All hydro generation systems, regardless of output, rely on the force of running water to turn turbine blades. These spin the shaft, which is connected to the generator. Unlike large-scale commercial hydro generation, farm-based micro-hydro systems don't need a storage dam. Water is merely diverted into a pipe system and then returned to the same watercourse. Such systems can be set up wherever water falls from a higher level to a lower one, so if you have a hilly site with a permanent stream, or a waterfall, your property may be ideally suited to this kind of power generation. The key word here is "permanent": while a hydro system can be one of the most reliable sources of electricity, compared to fluctuations in available sunlight or wind levels, it fails completely if your water source runs dry.
One advantage of micro-hydro systems is that although maintenance is needed for the mechanical, hydraulic and electrical components, the demands are not great and may generally involve just a few hours a month of routine debris and silt clearing. In addition, although the initial installation costs are, as with all alternative power systems, quite high (probably $15,000 upwards), the ongoing running costs are low – some sources claim that micro-hydro can be the most cost-effective method of power generation. As with other alternative power systems, if you generate power surplus to your requirements and do have a connection to the national grid, you can sell power back to the system.
The basic components of any micro-hydro system comprise a water intake system, a filter to remove debris, a penstock to transfer water to the turbine, the turbine itself, an alternator to produce AC current, a rectifier to generate DC current if the power is being stored in a battery system, cabling to transfer the electricity from the generator to either the point of use or battery storage, a water outlet or tailrace system to return the water back to the source, and a spillway or bypass system to deal with excess water flow or to allow you to shut the system down for maintenance. For more details about the component parts and how they function, see this site which also provides simple calculation systems for determining potential generation from your particular water source.
It is also important to consider the legalities around installing micro-hydro systems – there is always the potential to inflict environmental damage by interfering with water flows in streams and rivers, and you will need consent from the appropriate authorities before proceeding.
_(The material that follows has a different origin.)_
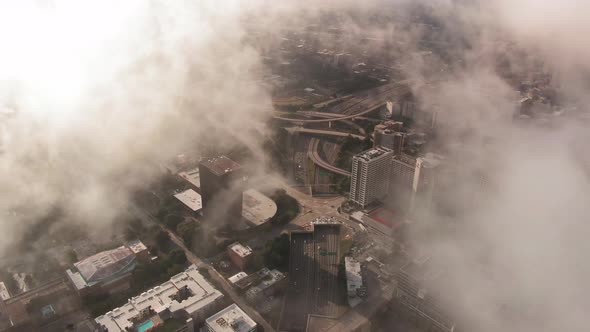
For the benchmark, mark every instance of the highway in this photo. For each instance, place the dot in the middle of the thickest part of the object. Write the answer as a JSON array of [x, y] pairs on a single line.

You may, for example, be required to provide fish ladders if your system includes a dam or weir, and there will be maximum levels of flow diversion related to the minimum seasonal flow rate of the water source. You may need resource consent from your local regional council to take water for generation purposes, so check this before proceeding with your design and installation. Some basic background on legal requirements, along with general principles for micro-hydro systems, can be found at this site, which also contains further general links to resource consents and legal restrictions on DIY electrical work.
There are a number of sources available online which provide specific case histories of micro-hydro installation, looking at practical details and costs. EECA has an on-farm technical guide which gives some background information, and for those interested in more specific details, an ME thesis from the University of Canterbury is available online, discussing in depth the design of systems to cope with commonly encountered hill country operating conditions, with heads ranging from 30 to 150m and flows ranging between 10 and 30 litres per second.
There are a number of suppliers of components for micro-hydro systems in New Zealand. One which also has links to measuring head and flow for your site can be found here, and a video of a specific installation procedure can be located on this YouTube site. For systems which will handle heads as low as 5m, this site and this one may be helpful, and if you need quick access to a list of suppliers of alternative power systems, including hydro, in New Zealand, try here.
If your land has a permanent water source, with adequate year-round flow and head, a micro-hydro system may be a cost-effective, viable option for your power requirements, and may even be a source of a small potential income if you are able to feed excess generation back into the national grid. Before proceeding, be careful to check legal obligations surrounding the use of water in your region, and investigate as many suppliers as possible, so that you get the best system for your particular conditions.